When it came to the 4th at Seminole, I always knew it would be on this list. I’ve always been fond of the slightly unconventional routing that leads to the superior hole. Ross’s routing uses the two large parallel dunes on either end of the property on almost every hole. It is a magnificent method to create the feel of elevation when the reality is there was very little on the site. Without a doubt in my mind the best part of the routing is the holes (4-5-6) that run along the far dune. The 4th is a hole that runs right on top of the far dune and the hole is that it runs in contrast to all the others. Most holes play down from the dune creating a great tee shot and view, or up into the dune to creating great green sites. Seminole should be studied for the routing alone.
The 4th plays like a hogs back, with the land falling sharply away on both sides of the dune, but Ross was smart enough to create a reasonably landing to play for on your tee shot. He cut the top off the dune and then used bunkers and natural sandy areas on either side to define the right and left of the hole so that play must be accurate. The green is where this hole comes together for me. He has tucked it slightly behind the huge natural bowl on the left so that the fairway banks around the sandy bowl and then swings back as it gets to the green.
Ross’s genius was to not place the green right on the bowl, but to set it 20 yards back allowing a bounce in approach. Where this became essential was when he raised the green up a couple of feet creating a slightly crowned plateau. The bunkers right and long tell you that the smart play is to bounce in the approach or to play short and left for an easy up and down.

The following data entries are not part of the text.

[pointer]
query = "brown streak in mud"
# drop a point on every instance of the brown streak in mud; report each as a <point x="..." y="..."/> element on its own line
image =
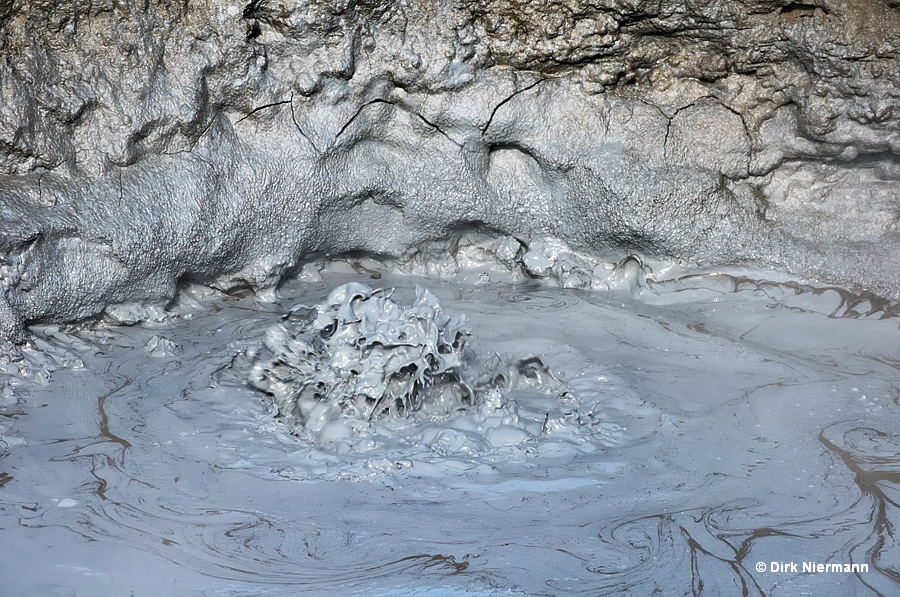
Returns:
<point x="104" y="419"/>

What have I learned? What I love about the hole is that if you want to get aggressive, the hole will punish you for being too cocky, since the crowned green is very hard to hold. If you recognize the room and the safer option on the left, you find Ross has given you a very fair route into this long testing par four and an easy way to make four. It is a great combination of difficulty and playability in one hole. Finally, this is another fine example of making sure every hole doesn’t have a raised tee, elevated green, plays through a valley, or goes with the grades; ridgeback holes (and other less conventional holes) are just as important to routing a great golf course.